A tal proposito, hanno chiesto alle autorità competenti di provvedere al pagamento del lavoro svolto ma non retribuito durante il periodo natalizio, ribadendo di essere stanchi di rivolgersi a ministri, direttori e altri funzionari, senza ottenere alcun risultato.
Attraverso i social media, hanno espresso la loro opinione secondo cui è prassi comune per i governi far lavorare ingegneri e architetti in questo periodo dell'anno senza retribuirli per il lavoro svolto durante le festività natalizie.
"Questa prassi ricorrente dei governi che si sono succeduti nel Paese negli ultimi 26 anni, di non onorare i propri impegni, ha portato con grande dolore e sofferenza al suicidio e alla morte di 25 professionisti tra il 1996 e il 2022, per le stesse cause e ragioni, ovvero perché i responsabili di queste istituzioni non hanno onorato i pagamenti al termine dei lavori e dei progetti realizzati", hanno dichiarato i professionisti.

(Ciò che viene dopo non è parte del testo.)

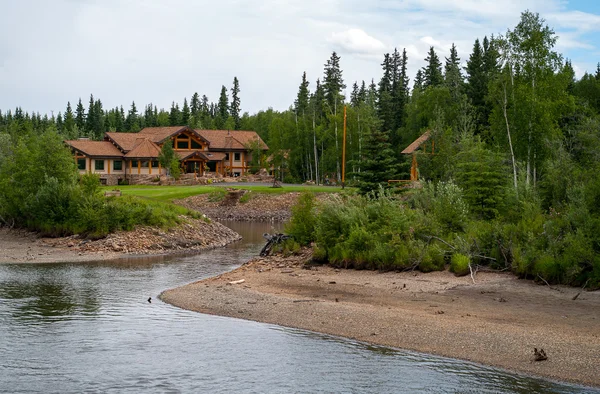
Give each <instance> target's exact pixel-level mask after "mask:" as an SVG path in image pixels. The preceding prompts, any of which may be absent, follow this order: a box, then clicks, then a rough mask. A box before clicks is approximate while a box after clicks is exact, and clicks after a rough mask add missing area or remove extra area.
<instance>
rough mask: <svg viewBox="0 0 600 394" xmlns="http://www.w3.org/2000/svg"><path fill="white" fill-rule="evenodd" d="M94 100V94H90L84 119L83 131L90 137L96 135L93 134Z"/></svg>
mask: <svg viewBox="0 0 600 394" xmlns="http://www.w3.org/2000/svg"><path fill="white" fill-rule="evenodd" d="M95 103H96V102H95V101H94V95H93V94H90V103H89V105H88V116H87V118H86V120H85V132H86V133H87V134H88V135H89V136H90V137H92V138H95V137H96V136H95V135H94V128H95V127H94V126H95V125H96V121H97V119H96V116H97V114H96V111H95V108H94V104H95Z"/></svg>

Gli appaltatori hanno affermato di essere stanchi di bussare alle porte degli uffici dei ministri e dei direttori delle istituzioni, ricevendo come risposta che non dispongono dei fondi necessari per pagare i lavori inclusi nei rispettivi bilanci e, inoltre, che non hanno le risorse per farlo, sostenendo che si tratta di debiti contratti con amministrazioni precedenti; dimenticando che lo Stato è un'entità unica e continua.

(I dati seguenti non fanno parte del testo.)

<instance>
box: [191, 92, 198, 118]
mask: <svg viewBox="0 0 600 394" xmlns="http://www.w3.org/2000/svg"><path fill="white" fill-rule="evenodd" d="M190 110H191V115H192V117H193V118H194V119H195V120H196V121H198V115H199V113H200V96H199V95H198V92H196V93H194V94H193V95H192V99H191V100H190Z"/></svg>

Hanno spiegato che il loro obiettivo principale è quello di recuperare "i debiti che lo Stato dominicano ha nei confronti di oltre 300 appaltatori registrati, oltre ad altre situazioni che ci riguardano, come i dubbi sollevati dalla maggioranza dei membri e dalla società dominicana riguardo a Codia".
"Per questi motivi, ci siamo impegnati a partecipare all'elaborazione di azioni affinché il nostro Collegio possa inquadrare le proprie attività professionali nell'ambito delle leggi che lo hanno istituito, ovvero le leggi 6160, 6201, 6200 e i relativi regolamenti interni", hanno dichiarato.